L'expertise judiciaire ordonnée le 22 septembre 2022 par le juge des référés a pu être réalisé par Monsieur [G] le 2 février 2023, date à laquelle le kilométrage du véhicule s'élevait à 258 945 km.
L'expert judiciaire a indiqué : « Monsieur [C] met en route le moteur, très rapidement, nous constatons la présence importante et anormale de fumée bleue à l'échappement avec une odeur d'huile », puis à fait procéder à une analyse d'huile moteur dont le résultat « confirme, malgré un kilométrage élevé du moteur, un bon état interne du moteur et cela grâce au rajout d'huile fréquent effectué par Monsieur [C] du fait de la consommation anormale et importante d'huile du moteur » (page numéro 20 du rapport d'expertise).
Après avoir fait procéder à la dépose des 8 bougies du moteur, l'expert a constaté que 3 des bougies, situées sur le côté droit des cylindres, présentaient une couleur anormale noire au niveau des électrodes.
Ayant par la suite examiné l'intérieur des cylindres en passant par l'orifice des bougies au moyen d'une caméra endoscopique, l'expert a précisé avoir constaté la présence anormale de calamine sur quelques cylindres, consécutive au passage d'huile dans les cylindres, ce qui confirme selon Monsieur [G] la présence anormale et importante de fumée bleue à l'échappement ainsi que la consommation anormale d'huile du moteur, précisant que cette dernière était consécutive à une usure des joints de queues de soupapes.
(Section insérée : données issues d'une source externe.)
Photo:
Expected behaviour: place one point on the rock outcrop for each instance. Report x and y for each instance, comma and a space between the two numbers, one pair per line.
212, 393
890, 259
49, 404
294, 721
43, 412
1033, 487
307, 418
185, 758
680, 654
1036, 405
Il a par ailleurs estimé que « du fait du bref délai entre la vente et la découverte des désordres, du fait du faible kilométrage entre la vente et la découverte des désordres, cela confirme que l'origine des désordres, à savoir une usure des joints de queues de soupapes, était présente à la vente et avant la vente, et qui rend impropre l'utilisation du véhicule dans ces conditions, sauf si le propriétaire du véhicule effectue régulièrement l'appoint d'huile dans le moteur afin d'éviter la casse de celui-ci », précisant que « si le véhicule a présenté au bout de 5 km après l'achat la présence de fumée bleue à l'échappement, ni le vendeur et ni l'acheteur n'avaient connaissance du désordre au moment de l'achat, par contre, comme indiqué ci-contre, l'origine des désordres était présente avant la vente ».
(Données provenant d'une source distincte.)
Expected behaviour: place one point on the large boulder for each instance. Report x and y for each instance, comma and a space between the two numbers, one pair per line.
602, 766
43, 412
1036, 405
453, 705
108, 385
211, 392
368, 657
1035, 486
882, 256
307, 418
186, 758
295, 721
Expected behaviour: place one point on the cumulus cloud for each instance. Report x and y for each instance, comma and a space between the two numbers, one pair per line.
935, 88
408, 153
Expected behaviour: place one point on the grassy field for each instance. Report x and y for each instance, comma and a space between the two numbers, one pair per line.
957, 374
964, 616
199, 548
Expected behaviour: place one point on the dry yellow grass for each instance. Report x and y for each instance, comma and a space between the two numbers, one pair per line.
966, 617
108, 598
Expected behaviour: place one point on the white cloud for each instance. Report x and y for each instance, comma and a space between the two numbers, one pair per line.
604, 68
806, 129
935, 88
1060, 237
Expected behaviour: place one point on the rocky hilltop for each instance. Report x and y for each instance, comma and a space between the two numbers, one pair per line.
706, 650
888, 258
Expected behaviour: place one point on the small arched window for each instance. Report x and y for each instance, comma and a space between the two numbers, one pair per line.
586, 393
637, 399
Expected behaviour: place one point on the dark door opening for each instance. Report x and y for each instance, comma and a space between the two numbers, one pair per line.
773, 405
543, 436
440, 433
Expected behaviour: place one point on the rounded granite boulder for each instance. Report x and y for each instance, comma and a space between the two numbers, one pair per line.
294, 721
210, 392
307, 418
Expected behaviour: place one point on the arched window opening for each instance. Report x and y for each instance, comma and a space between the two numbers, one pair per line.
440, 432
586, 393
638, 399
Concluant au caractère économiquement réparable du véhicule, l'expert a estimé, dans ces conditions, que les travaux nécessaires pour remédier aux désordres constatés consistaient à remplacer l'ensemble des joints de queues de soupapes, ce qui permettra de supprimer la consommation anormale d'huile moteur ainsi que la fumée anormale de l'échappement (page numéro 23 du même rapport).